There are great complaints of the stoppage of letters in New York, as well those which are coming from America to France, as those from France to America. If a letter is sent from hence for S. Carolina, for instance it is deposited at N. York till the French postage is paid. If one is sent from S. Carolina to France, it is deposited at N. Y. till the American postage is paid. Every person then in France or America, who ever expects to receive a letter by post, must keep an agent & a little bank in New York. In Europe this matter is so arranged that letters pass from one country to another without the least difficulty. France has a convention for this purpose with almost every country in Europe. She had such a one with England till the late war, & they are now proposing to renew it. Would it not be well for Congress to send us an instruction & power to form conventions to facilitate the passage of letters with those powers with whom we form treaties, or at least with some of them. It is certainly material with France, Holland, Gr. Br. Spain & Portugal & perhaps the Italian states.

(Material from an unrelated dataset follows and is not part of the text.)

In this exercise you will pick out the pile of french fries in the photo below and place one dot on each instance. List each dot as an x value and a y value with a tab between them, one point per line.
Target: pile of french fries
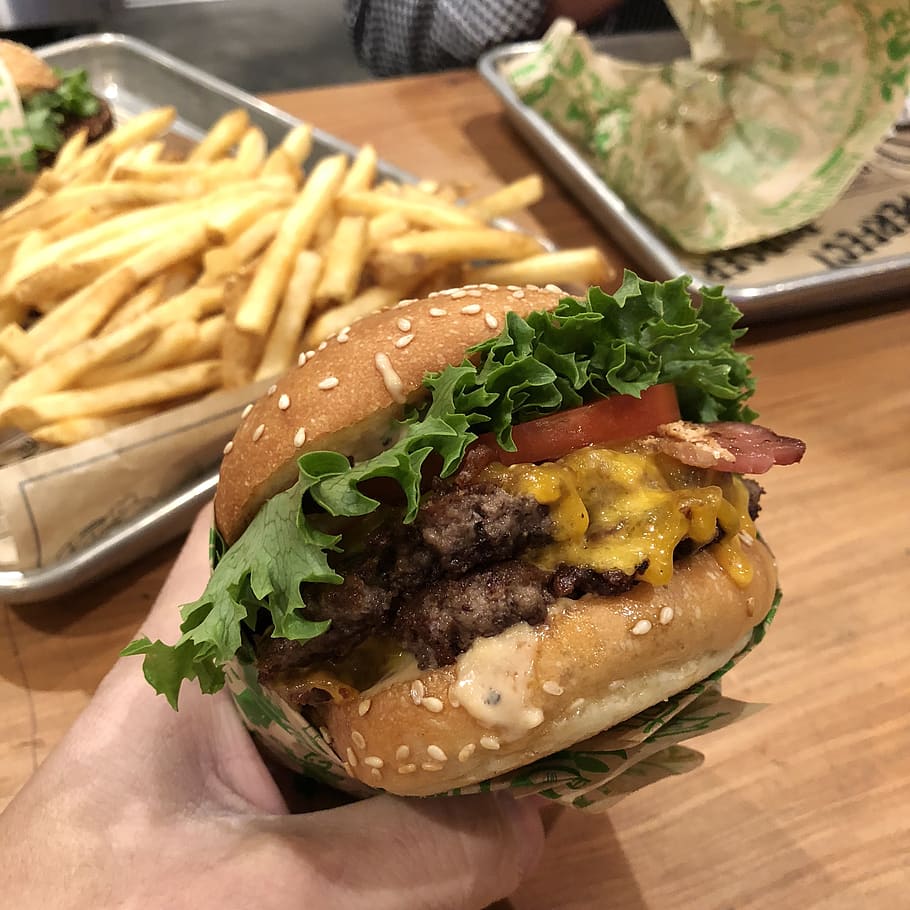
134	281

Be so good as to present my compliments to your collegues. I think Mr. Hardy promised to write to me sometimes. I shall take great pleasure in an exchange of information with him.
P. S. I hope you will not desist from your plan of settlement in Albem. Short will join us, & I hope Mr. Madison. Can you inform me if letters to & from us are free of postage in America?
[1 ]This italic is Jefferson’s. The rest are cipher translations.